J’attends du futur maire de Colmar un geste fort en direction des harkis

Publié le 22 septembre 2013 - par

Lettre ouverte à M. Pierre OUADI ainsi qu’à tout(e) futur(e) candidat(e) au poste de maire de Colmar.

Permettez-moi de m’adresser à vous symboliquement, qui êtes le fils d’Ahmed OUDAI, mais aussi à tous ceux ou celles qui ambitionnent de diriger la mairie de Colmar. Cela afin de vous interroger sur un sujet à la fois de politique générale et qui touche à la mémoire collective.

Depuis le 25 septembre 2001, se déroule tous les ans la cérémonie d’hommage aux harkis. A cette occasion, aucune vraie surprise n’est réservée à l’assistance qui se réunit aux environs du cimetière militaire : devant les représentants d’anciens combattants est lu un message présidentiel, gouvernemental ou ministériel, puis plusieurs gerbes sont déposées et parfois des décorations remises.

A certains, qui ont en tête la tragédie vécue en 1962, cela apparaîtra dérisoire.

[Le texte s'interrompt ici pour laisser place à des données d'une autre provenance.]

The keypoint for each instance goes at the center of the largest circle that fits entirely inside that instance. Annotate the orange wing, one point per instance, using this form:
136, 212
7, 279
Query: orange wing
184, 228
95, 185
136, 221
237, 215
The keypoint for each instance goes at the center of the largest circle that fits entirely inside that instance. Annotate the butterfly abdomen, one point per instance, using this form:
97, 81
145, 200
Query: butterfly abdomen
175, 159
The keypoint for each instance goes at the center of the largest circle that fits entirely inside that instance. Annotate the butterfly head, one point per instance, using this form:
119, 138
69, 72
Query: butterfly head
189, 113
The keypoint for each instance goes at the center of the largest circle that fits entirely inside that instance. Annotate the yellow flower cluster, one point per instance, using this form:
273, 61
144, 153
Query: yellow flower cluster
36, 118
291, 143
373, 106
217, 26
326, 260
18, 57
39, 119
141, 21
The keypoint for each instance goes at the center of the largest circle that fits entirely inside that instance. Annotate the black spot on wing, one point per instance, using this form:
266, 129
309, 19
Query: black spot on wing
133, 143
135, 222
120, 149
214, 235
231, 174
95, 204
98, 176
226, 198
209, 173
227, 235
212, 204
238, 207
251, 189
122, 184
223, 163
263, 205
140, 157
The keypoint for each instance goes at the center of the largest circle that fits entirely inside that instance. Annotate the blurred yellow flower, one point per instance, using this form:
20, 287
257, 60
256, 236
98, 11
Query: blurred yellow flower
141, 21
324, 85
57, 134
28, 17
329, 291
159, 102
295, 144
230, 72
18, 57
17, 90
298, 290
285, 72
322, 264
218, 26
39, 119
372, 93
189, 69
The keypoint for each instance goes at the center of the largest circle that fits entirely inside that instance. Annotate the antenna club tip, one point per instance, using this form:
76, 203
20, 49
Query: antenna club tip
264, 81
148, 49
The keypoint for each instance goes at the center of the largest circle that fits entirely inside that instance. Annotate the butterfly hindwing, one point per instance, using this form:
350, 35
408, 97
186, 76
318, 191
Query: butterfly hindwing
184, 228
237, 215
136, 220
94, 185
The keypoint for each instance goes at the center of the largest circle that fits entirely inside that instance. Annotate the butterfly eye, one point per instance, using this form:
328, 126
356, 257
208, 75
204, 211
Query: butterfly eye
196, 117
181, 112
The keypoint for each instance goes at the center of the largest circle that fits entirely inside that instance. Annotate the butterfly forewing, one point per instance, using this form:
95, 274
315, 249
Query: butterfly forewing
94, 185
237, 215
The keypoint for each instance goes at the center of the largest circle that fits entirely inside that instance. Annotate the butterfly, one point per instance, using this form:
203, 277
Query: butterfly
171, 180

Dominique SCHNAPPER n’écrit-elle pas dans la préface du livre « Et ils sont devenus harkis » : « L’épisode des harkis constitue une des pages honteuses de l’histoire de France, comme l’ont été la question du statut des juifs, le 3 octobre 1940, ou la rafle du Vel’ d’Hiv’ le 16 juillet 1942 ». Cette tragédie s’inscrit-elle vraiment dans notre mémoire collective ?

Il est permis d’en douter lorsque l’on sait que deux présidents de la République n’ont toujours pas honoré leur promesse de candidats.

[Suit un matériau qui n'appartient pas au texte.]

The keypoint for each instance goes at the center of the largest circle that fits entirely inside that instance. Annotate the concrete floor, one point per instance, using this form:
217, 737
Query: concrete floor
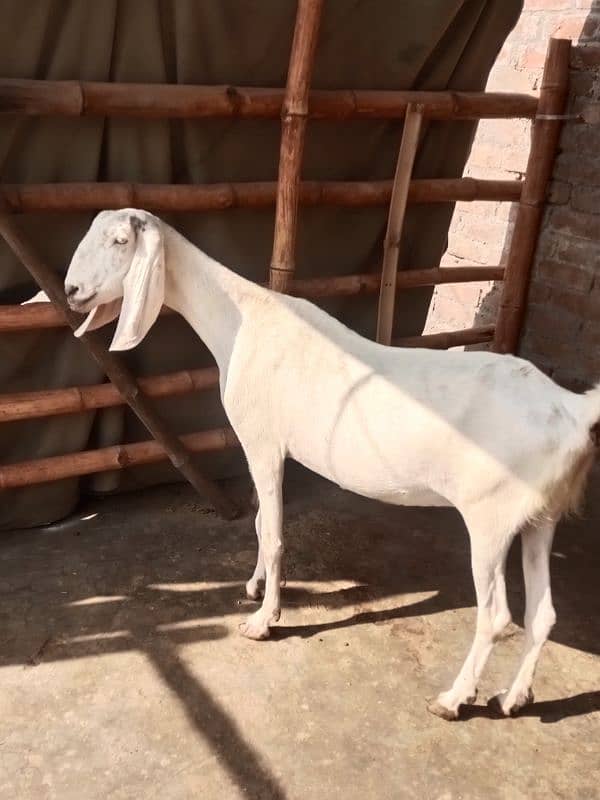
122, 674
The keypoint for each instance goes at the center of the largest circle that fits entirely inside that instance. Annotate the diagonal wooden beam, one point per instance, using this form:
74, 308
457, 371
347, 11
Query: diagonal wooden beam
116, 371
294, 115
402, 179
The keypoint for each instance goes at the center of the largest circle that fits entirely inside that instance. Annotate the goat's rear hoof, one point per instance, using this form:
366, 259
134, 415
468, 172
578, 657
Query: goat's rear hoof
505, 706
257, 631
441, 711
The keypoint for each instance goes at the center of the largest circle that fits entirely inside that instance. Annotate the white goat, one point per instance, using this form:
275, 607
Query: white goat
488, 434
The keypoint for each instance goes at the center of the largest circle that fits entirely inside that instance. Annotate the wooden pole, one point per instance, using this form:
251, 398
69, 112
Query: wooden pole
115, 370
391, 249
544, 141
50, 402
442, 341
294, 115
177, 101
38, 316
52, 197
104, 459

Rappelons donc la substance des engagements de 2007 et de 2012, successivement de Nicolas SARKOZY et de François HOLLANDE : Reconnaître solennellement l’abandon par l’Etat français des harkis en Algérie, les massacres qui s’ensuivirent et l’enfermement de ceux qui en 1962 furent « rapatriés ».

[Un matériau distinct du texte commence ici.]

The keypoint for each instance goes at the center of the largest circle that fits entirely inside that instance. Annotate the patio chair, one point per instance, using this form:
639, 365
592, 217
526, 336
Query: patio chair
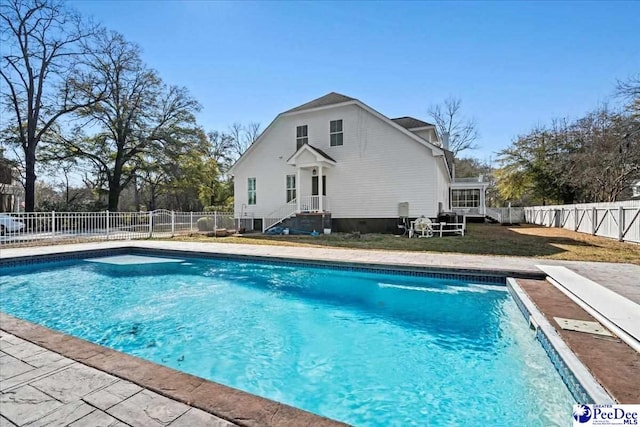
403, 225
424, 226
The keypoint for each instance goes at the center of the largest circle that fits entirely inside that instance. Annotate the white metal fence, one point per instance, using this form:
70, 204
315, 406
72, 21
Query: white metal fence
506, 215
618, 220
22, 229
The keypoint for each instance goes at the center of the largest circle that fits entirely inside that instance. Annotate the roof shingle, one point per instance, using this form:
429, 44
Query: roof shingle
411, 123
328, 99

N’est-il pas temps avant que le dernier harki ne disparaisse de rendre enfin justice au moins devant l’Histoire, à une communauté déshéritée ?

L’auteur de ces quelques lignes s’honore de lutter depuis près d’un demi-siècle, outre pour la Francophonie, pour la mémoire et la préservation de la plus grande France (pieds-noirs, harkis, Mayotte et Anjouan).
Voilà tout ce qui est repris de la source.